Are we educating people to love plants?
"I like your enthusiasm, Fanny. It is a lovely night, and they are much to be pitied who have not been taught to feel, in some degree, as you do; who have not, at least, been given a taste for Nature in early life. They lose a great deal." from 'Mansfield Park'
We're living in a period of low enthusiasm for gardening...so I hear, and I believe it. So, why?
Smaller yards, or no yards; people are busier; people are poorer; there are abundant entertainment alternatives: who remembers the era of no computer and three channels on the television, two of them with poor reception?
People also have less contact with plants and with the natural world than they used to. Fewer people live in or close to the country. Suburban neighborhoods vary considerably, I would guess: some rich in gardens and plant variety, others regimented and relatively sterile. Schools don't help, at least, not here in Italy. I remember Marianne saying that schoolchildren in Sweden learn the common wild plants of their area. Here they study biology, but never a word about the native flora. DD, certainly not a shining light when it comes to botany or horticulture, says she knows more about plants than any of her high school classmates, and I believe it. She is one of the few, perhaps the only, person in her class who lives in the country.
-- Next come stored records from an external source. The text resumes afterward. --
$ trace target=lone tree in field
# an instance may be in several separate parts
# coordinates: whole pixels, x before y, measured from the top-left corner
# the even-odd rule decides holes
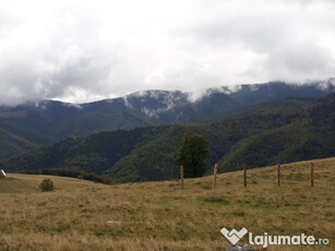
[[[39,189],[43,192],[52,191],[55,189],[52,180],[50,179],[43,180],[39,184]]]
[[[182,136],[179,156],[176,162],[183,166],[184,177],[200,177],[205,174],[206,157],[210,156],[210,150],[206,139],[201,134],[186,132]]]

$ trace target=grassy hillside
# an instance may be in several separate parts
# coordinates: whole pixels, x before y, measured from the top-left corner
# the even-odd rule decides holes
[[[270,251],[335,249],[335,158],[179,181],[104,186],[50,177],[56,190],[37,190],[44,176],[9,174],[0,180],[0,250],[226,250],[220,228],[254,235],[312,235],[328,246],[273,246]],[[248,242],[243,238],[241,242]],[[263,250],[258,247],[256,250]]]
[[[36,147],[36,144],[0,129],[0,159],[8,158],[15,154],[21,154]]]

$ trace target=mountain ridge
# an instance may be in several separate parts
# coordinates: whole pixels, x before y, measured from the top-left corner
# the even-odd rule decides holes
[[[70,138],[3,162],[11,171],[82,168],[120,181],[178,177],[175,158],[184,132],[203,134],[211,148],[207,171],[335,156],[335,94],[300,106],[266,107],[204,124],[166,124]],[[58,158],[58,160],[55,160]],[[88,167],[88,169],[87,169]],[[89,169],[91,168],[91,169]]]
[[[220,86],[193,93],[143,91],[124,97],[87,104],[53,100],[28,101],[15,107],[0,106],[0,129],[33,145],[47,145],[70,135],[100,130],[134,129],[168,123],[211,122],[264,101],[299,105],[335,91],[335,81],[295,85],[285,82]],[[292,100],[285,98],[294,97]],[[254,108],[252,108],[254,109]],[[1,148],[0,148],[1,151]],[[10,157],[21,151],[12,152]]]

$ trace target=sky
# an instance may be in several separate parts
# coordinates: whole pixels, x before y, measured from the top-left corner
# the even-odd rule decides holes
[[[0,104],[335,76],[332,0],[0,0]]]

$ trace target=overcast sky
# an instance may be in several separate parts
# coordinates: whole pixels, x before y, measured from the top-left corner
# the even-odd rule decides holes
[[[0,103],[335,76],[332,0],[0,0]]]

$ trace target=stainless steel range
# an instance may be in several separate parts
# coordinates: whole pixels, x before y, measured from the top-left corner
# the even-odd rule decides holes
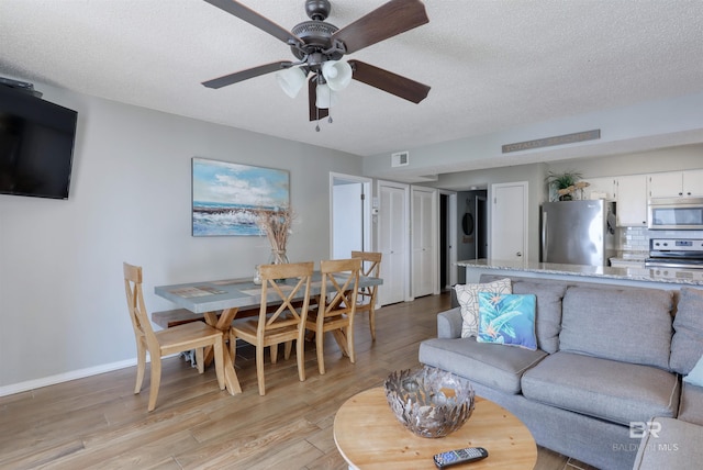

The media are supersaturated with stories about the digital age, technology, and entertainment, and allow room for, at most, one modest column on gardening or plants. Considerable attention does go to such issues as climate change, but it doesn't seem to get down to such nuts-and-bolts issues as what grows and how to grow it.
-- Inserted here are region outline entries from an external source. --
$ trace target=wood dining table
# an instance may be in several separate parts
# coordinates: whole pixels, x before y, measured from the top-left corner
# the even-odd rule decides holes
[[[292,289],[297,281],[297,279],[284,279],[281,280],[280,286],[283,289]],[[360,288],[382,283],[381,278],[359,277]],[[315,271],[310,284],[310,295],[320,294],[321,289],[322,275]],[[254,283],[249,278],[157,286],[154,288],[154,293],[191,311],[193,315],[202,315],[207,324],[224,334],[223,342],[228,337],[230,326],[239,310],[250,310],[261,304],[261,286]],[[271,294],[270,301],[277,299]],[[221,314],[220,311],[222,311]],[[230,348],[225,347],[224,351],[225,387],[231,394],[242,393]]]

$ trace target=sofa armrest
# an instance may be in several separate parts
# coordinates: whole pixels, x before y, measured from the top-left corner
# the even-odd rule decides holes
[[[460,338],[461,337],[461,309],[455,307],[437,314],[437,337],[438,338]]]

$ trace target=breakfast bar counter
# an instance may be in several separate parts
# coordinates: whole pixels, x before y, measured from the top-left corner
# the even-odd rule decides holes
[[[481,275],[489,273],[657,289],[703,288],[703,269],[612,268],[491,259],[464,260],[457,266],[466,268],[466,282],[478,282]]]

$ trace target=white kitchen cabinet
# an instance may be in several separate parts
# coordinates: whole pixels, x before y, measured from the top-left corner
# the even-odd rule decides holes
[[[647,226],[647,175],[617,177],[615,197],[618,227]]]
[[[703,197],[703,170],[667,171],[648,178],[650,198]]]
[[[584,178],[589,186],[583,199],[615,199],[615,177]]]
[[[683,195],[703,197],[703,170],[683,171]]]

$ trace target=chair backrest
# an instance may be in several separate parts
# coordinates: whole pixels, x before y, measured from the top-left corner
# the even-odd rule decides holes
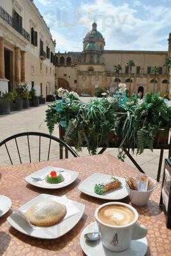
[[[54,143],[55,143],[56,145],[54,148],[55,148],[55,154],[54,154],[54,158],[57,158],[57,150],[56,151],[57,146],[56,146],[56,144],[59,145],[59,159],[63,159],[63,149],[65,149],[65,157],[64,158],[68,158],[68,152],[71,154],[71,155],[77,157],[78,156],[78,155],[76,153],[76,152],[68,145],[67,145],[64,141],[62,141],[61,140],[59,139],[57,137],[55,137],[54,136],[47,134],[45,133],[42,133],[42,132],[22,132],[22,133],[19,133],[17,134],[14,134],[11,136],[9,138],[7,138],[3,141],[0,142],[0,148],[2,147],[2,146],[4,146],[4,150],[6,152],[6,154],[7,154],[8,158],[10,159],[10,163],[11,164],[13,164],[13,158],[16,158],[17,157],[18,157],[19,162],[20,164],[22,163],[22,157],[23,156],[26,156],[26,155],[29,156],[29,162],[31,163],[32,162],[32,154],[31,154],[31,151],[34,150],[34,155],[36,154],[37,152],[35,153],[35,150],[36,149],[36,147],[35,147],[35,145],[34,144],[31,144],[31,138],[34,137],[33,142],[34,143],[38,140],[38,161],[40,162],[41,161],[41,154],[43,154],[43,152],[41,150],[41,146],[42,147],[44,147],[44,150],[43,150],[43,156],[46,155],[47,157],[45,160],[49,160],[50,158],[50,150],[51,150],[51,145],[52,143],[53,142]],[[36,138],[35,138],[36,136]],[[24,154],[21,154],[20,153],[20,147],[19,147],[19,140],[20,140],[19,138],[24,138],[25,140],[22,140],[20,141],[21,145],[22,150],[24,151]],[[43,139],[48,140],[48,143],[44,143],[44,144],[41,143],[41,141]],[[10,153],[10,148],[9,146],[9,143],[11,143],[13,141],[13,147],[11,147],[11,150],[12,153],[15,153],[15,157],[12,157],[11,155],[12,154]],[[41,145],[43,144],[43,145]],[[45,150],[45,147],[47,147],[47,148]],[[47,151],[47,152],[46,152]],[[17,154],[17,156],[16,156]],[[27,162],[28,162],[27,161]],[[25,162],[26,163],[26,162]]]

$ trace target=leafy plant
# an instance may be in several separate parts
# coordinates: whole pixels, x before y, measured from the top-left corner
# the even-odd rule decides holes
[[[2,92],[0,91],[0,101],[10,102],[10,98],[9,92]]]
[[[171,127],[171,107],[153,93],[147,93],[143,102],[131,96],[121,102],[109,97],[84,103],[68,95],[48,106],[45,121],[50,134],[56,124],[60,125],[65,141],[78,151],[87,147],[89,154],[97,154],[98,148],[107,147],[114,136],[119,140],[118,157],[122,160],[124,148],[133,152],[137,148],[138,154],[145,148],[152,150],[158,129]]]

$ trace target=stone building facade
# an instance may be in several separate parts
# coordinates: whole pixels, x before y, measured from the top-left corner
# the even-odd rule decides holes
[[[112,90],[118,81],[126,83],[131,93],[140,90],[144,93],[161,92],[169,93],[171,99],[170,76],[165,67],[166,59],[171,54],[170,36],[168,51],[107,51],[105,39],[94,22],[92,30],[84,38],[82,52],[56,54],[56,88],[93,95],[97,87],[107,88],[110,84]],[[127,67],[130,60],[135,63],[131,74]],[[118,64],[122,66],[119,77],[113,70]],[[160,74],[156,77],[152,74],[154,66],[160,67]]]
[[[32,0],[0,1],[0,91],[26,83],[52,94],[56,43]]]

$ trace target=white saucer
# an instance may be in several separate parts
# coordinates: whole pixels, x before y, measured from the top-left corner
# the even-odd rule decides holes
[[[138,240],[133,240],[131,246],[124,252],[114,252],[109,251],[103,247],[100,240],[96,242],[89,242],[85,239],[84,234],[98,230],[96,222],[87,226],[80,236],[80,245],[87,256],[144,256],[147,251],[148,244],[146,237]]]
[[[0,217],[10,210],[11,204],[12,202],[8,197],[0,195]]]
[[[103,200],[120,200],[128,196],[128,193],[125,187],[126,180],[125,179],[121,177],[115,176],[115,178],[118,179],[121,182],[123,186],[117,189],[113,189],[108,193],[104,193],[103,195],[98,195],[94,192],[94,186],[96,184],[103,183],[110,180],[112,175],[110,174],[103,174],[94,173],[92,175],[88,177],[84,180],[78,186],[78,189],[84,193],[85,194],[89,195],[91,196],[96,197],[97,198],[101,198]]]
[[[57,184],[50,184],[46,182],[45,179],[43,180],[34,180],[31,177],[38,177],[40,178],[45,178],[47,174],[48,174],[52,170],[63,171],[63,176],[64,178],[64,181]],[[50,189],[56,189],[62,188],[70,185],[73,182],[78,175],[78,173],[75,171],[71,171],[70,170],[63,169],[61,168],[54,167],[54,166],[47,166],[41,170],[34,172],[29,176],[25,178],[25,180],[31,185],[35,186],[36,187],[46,188]]]

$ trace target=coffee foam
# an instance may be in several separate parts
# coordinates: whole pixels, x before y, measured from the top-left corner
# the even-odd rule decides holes
[[[133,221],[135,214],[126,206],[108,205],[100,209],[98,218],[105,224],[124,226]]]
Part of the problem on the level of communications is that plants and gardening are highly local. They don't lend themselves to globalization. A South Korean rapper can produce a video that becomes a world-wide hit, but the plants I grow in the shade garden don't necessarily work in the sunny garden a hundred yards away. In fact this is part of the importance, as well as the charm, of gardening: that it can't be done--done well--with industrial methods.
These are some of my thoughts on the subject; what do you think?